For Immediate Release
HARRISBURG – A bill introduced by state Sen. Lloyd K. Smucker (R-13) that would modernize and strengthen the Professional Educator Discipline Act unanimously cleared the Pennsylvania Senate Monday.
The legislation now moves to the House of Representatives for consideration.
Senate Bill 34 would help hold educators responsible for any inappropriate contact with students. The legislation would protect students by expanding mandatory reporting requirements for school districts under the Professional Educator Discipline Act to include reports of child abuse and “grooming” behaviors by educators, such as the use of sexually explicit text messages.

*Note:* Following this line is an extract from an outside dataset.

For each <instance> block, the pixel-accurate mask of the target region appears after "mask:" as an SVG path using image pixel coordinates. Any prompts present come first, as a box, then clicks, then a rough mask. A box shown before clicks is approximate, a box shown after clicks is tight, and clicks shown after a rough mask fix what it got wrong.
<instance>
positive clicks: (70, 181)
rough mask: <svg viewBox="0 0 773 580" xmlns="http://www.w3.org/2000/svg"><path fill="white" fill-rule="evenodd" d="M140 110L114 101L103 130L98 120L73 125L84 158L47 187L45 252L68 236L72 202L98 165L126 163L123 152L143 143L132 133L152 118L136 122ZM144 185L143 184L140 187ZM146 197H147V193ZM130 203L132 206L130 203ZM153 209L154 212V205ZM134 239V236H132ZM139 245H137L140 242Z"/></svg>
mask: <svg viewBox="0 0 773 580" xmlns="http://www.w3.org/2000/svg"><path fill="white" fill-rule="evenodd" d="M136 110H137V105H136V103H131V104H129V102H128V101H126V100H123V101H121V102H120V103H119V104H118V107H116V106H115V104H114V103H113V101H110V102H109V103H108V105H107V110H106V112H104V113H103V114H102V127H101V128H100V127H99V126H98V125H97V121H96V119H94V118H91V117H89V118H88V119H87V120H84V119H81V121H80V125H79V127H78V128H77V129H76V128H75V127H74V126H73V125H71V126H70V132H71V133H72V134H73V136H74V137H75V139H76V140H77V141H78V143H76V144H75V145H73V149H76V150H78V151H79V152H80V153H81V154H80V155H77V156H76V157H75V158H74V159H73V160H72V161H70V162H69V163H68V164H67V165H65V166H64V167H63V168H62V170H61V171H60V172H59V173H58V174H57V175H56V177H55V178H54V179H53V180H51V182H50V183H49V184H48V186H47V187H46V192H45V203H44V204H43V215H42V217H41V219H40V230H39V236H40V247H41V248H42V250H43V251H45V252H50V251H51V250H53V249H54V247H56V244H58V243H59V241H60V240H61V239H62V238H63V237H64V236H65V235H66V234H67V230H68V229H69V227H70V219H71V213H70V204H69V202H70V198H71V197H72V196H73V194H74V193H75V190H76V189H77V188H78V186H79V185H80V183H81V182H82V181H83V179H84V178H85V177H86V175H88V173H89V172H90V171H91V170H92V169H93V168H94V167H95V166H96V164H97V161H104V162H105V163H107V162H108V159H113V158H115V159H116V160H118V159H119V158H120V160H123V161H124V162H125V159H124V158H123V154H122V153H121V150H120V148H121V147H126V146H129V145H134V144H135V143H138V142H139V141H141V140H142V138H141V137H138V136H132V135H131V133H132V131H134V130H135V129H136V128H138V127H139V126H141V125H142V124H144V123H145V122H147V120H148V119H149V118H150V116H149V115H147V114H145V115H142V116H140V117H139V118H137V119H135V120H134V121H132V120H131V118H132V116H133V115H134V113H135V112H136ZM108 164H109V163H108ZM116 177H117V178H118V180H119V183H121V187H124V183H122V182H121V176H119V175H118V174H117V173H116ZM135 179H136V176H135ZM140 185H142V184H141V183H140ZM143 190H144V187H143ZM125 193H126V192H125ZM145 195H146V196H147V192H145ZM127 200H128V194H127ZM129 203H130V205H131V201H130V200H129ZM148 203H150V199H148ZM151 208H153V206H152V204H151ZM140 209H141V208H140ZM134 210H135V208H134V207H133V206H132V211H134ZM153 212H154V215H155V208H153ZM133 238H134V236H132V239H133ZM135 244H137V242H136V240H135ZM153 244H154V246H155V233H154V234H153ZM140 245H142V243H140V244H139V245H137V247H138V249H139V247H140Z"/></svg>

“Students need a safe atmosphere to reach their full potential in the classroom,” said Sen. Smucker, who serves as vice-chair of the Senate Education Committee. “This legislation is critical to ensure students are adequately protected from abuse. The bill would allow school districts to err on the side of the student when any inappropriate behavior by a teacher is reported.”
In addition to strengthening reporting requirements, Senate Bill 34 would remove the limitation of the filing period for misconduct complaints. The Professional Educator Discipline Act currently requires victims to come forward with a complaint within five years of reaching 18 years of age.
“It often takes years before victims are ready to confront the abuse, and likewise their abuser, particularly when the perpetrator is a trusted authority figure such as a teacher,” Education Secretary Ronald Tomalis said in support of the legislation last session. “It is simply wrong to have a law that favors educators who harm students and degrade their profession.”
Sen. Smucker drafted SB 34 based on a number of recommendations from the Professional Standards and Practices Commission (PSPC), the body that oversees the professional educator discipline system. During a hearing on the bill last year, PSPC Executive Director Carolyn Angelo voiced her support for the legislation.